Sometime after his youngest son was born he learned something. Cute, behaved kids, and small animals such as dogs are generally chick magnets. (Mind you, all your randy writer’s kids are now in their 20s and too busy to help dear old dad score anyway.)
How To Care For Your Pets In The Summer
Here are some warm-weather warnings pursuant to your pets, people.
“You feed your dog, You feed your cat” — Camille
Sometimes your pets need more than to be fed. Sometimes they need much more when it gets hot. There are things pet owners need to know about summer pet safety. Here is a list of some helpful hints.
First, never leave your dog unattended in a closed car. In hot weather, a car can reach 120 degrees in mere minutes.
When you are outside with your animals keep them on a leash. This prevents them from fighting with other animals and eating and drinking things that could make them ill or even poison them. Coolant, for example, is one thing you often find puddled in the streets during the summer and can kill your animals should they drink it.
Make sure your animals always have water. Prevent dehydration.
Veterinarians agree that pets can actually get sunburned. Experts suggest you keep your animals out of prolonged, direct sunlight between the hours of 10 a.m. and 4 p.m. If you must have your pets out during these hours, apply sunblock on specific parts of your animal such as the tips of the ears, the skin around the lips, and even the tip of the nose.

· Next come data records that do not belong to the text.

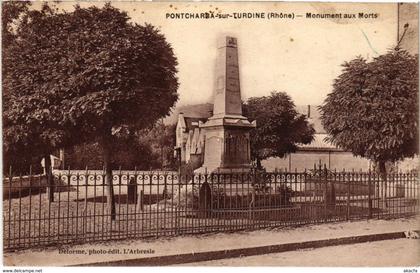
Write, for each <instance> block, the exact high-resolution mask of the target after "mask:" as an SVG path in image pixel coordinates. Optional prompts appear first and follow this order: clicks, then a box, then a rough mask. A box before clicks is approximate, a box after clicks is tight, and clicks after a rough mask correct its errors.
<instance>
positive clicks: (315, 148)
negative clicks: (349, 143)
mask: <svg viewBox="0 0 420 273" xmlns="http://www.w3.org/2000/svg"><path fill="white" fill-rule="evenodd" d="M327 136H328V135H327V134H325V133H322V134H319V133H316V134H314V140H313V141H312V142H311V143H309V144H301V145H298V149H299V150H300V151H319V150H322V151H343V150H342V149H340V148H337V147H336V146H335V145H333V144H331V143H329V142H327V141H326V140H325V138H326V137H327Z"/></svg>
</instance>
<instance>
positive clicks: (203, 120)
mask: <svg viewBox="0 0 420 273" xmlns="http://www.w3.org/2000/svg"><path fill="white" fill-rule="evenodd" d="M184 120H185V126H186V127H187V128H186V130H187V132H188V131H190V130H191V129H193V128H196V127H198V123H199V122H200V121H201V122H206V121H207V118H203V117H185V116H184Z"/></svg>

If your pet has long hair keep it groomed. Thick hair holds heat so you might even want to have your pet clipped.
Don’t let your pet get overly active on humid days. Humidity hampers the way that animals rid themselves of extra body heat.
Taking precautions such as these will hopefully prevent more serious conditions such as heatstroke. Should your pet still somehow get heatstroke, cover the animal in wet towels, and call your veterinarian immediately.
Protect your pets from summer parasites. Purchase preventative products and consult your veterinarian regarding appropriate testing. Monitor your pets at least as well as you would your children!